We’ve heard a lot this week about earthquake aid for Haiti. As is always the case when large numbers are bandied about in the news media, it’s hard to get a feeling of scale. For example, Canada has, at the time of writing, pledged to donate nearly 5.5M dollars to the aid effort. What does this number really mean? Well, considering Canada’s population of 33.3M, the aid works out to about 16 cents per Canadian citizen. 16 cents doesn’t buy you much these days. A sip of coffee, or – say – 3.14 minutes of Avatar; barely enough to get through the credits.
How many Avatar minutes are governments around the world pledging? Sweden leads the way, with almost 38 minutes per citizen – almost a quarter of the movie. Other Scandinavian countries round out the top 6, along with Luxembourg, Guyana, and Estonia.

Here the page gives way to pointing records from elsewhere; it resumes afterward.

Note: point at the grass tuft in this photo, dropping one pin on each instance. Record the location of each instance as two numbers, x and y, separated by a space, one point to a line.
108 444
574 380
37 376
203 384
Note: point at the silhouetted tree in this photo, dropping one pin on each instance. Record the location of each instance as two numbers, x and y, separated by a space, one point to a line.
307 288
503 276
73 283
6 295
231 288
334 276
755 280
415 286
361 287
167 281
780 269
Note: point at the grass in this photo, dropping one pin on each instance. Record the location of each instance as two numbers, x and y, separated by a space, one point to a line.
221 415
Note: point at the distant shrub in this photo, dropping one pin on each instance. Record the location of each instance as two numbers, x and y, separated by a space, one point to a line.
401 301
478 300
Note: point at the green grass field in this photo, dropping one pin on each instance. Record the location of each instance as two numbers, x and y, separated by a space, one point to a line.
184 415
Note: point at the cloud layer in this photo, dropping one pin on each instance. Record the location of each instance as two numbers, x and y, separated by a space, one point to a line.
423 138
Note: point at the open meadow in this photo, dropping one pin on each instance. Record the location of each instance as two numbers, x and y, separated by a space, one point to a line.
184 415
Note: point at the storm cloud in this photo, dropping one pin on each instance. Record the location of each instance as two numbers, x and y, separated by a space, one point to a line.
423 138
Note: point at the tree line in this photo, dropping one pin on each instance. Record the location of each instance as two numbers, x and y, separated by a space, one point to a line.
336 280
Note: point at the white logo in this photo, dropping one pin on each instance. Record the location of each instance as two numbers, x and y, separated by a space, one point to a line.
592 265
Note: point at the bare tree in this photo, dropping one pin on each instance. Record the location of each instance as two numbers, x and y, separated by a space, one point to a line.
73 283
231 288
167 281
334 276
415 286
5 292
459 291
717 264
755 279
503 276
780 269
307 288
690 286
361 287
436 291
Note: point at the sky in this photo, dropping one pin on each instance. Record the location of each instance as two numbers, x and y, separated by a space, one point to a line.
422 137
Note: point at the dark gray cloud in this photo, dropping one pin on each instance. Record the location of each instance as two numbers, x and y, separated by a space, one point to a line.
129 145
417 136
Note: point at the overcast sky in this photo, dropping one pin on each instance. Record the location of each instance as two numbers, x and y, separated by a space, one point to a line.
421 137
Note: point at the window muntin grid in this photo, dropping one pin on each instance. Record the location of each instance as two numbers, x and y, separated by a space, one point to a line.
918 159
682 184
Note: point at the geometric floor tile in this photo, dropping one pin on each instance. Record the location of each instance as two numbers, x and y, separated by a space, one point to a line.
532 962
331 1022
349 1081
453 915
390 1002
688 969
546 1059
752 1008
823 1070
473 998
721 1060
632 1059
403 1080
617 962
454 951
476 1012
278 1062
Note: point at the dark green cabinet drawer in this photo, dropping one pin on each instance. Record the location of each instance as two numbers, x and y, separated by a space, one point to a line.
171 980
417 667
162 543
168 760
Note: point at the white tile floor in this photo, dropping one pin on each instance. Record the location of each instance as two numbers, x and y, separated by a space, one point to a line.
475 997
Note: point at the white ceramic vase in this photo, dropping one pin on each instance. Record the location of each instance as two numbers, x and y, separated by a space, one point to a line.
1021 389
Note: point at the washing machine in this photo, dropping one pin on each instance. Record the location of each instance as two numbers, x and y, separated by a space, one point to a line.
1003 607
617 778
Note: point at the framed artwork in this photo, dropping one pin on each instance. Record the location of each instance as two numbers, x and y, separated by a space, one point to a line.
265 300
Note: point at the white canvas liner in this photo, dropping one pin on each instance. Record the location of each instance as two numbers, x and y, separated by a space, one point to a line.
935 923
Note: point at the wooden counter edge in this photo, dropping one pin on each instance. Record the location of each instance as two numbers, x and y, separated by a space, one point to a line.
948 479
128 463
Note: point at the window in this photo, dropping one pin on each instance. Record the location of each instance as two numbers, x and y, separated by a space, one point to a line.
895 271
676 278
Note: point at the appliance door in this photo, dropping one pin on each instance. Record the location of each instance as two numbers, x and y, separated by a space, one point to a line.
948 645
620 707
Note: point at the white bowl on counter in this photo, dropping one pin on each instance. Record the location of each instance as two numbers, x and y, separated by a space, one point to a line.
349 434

Here are the times for some other countries:
Sweden: 38 minutes
Luxembourg: 28 minutes
Denmark: 26 minutes
Guyana: 25 minutes
Norway: 20 minutes
Estonia: 14 minutes
Australia: 8 minutes
Finland: 6 minutes
United States: 6 minutes
Switzerland: 5 minutes
New Zealand: 4 minutes
Netherlands: 3 minutes
United Kingdom: 3 minutes
Canada: 3 minutes
Spain: 2 minutes
Brazil: 2 minutes
Germany: 1 minute
Japan: 1 minute
Morocco: 1 minute
Poland: 1 minute
Italy: 1 minute
The images in this post are exports from a Processing tool that I built to manage the data and to render the film strips. The application reads data from a Google spreadsheet – the original data was published by the always excellent Guardian Data Blog. If there’s enough interest, I will post the tool and the source later this week.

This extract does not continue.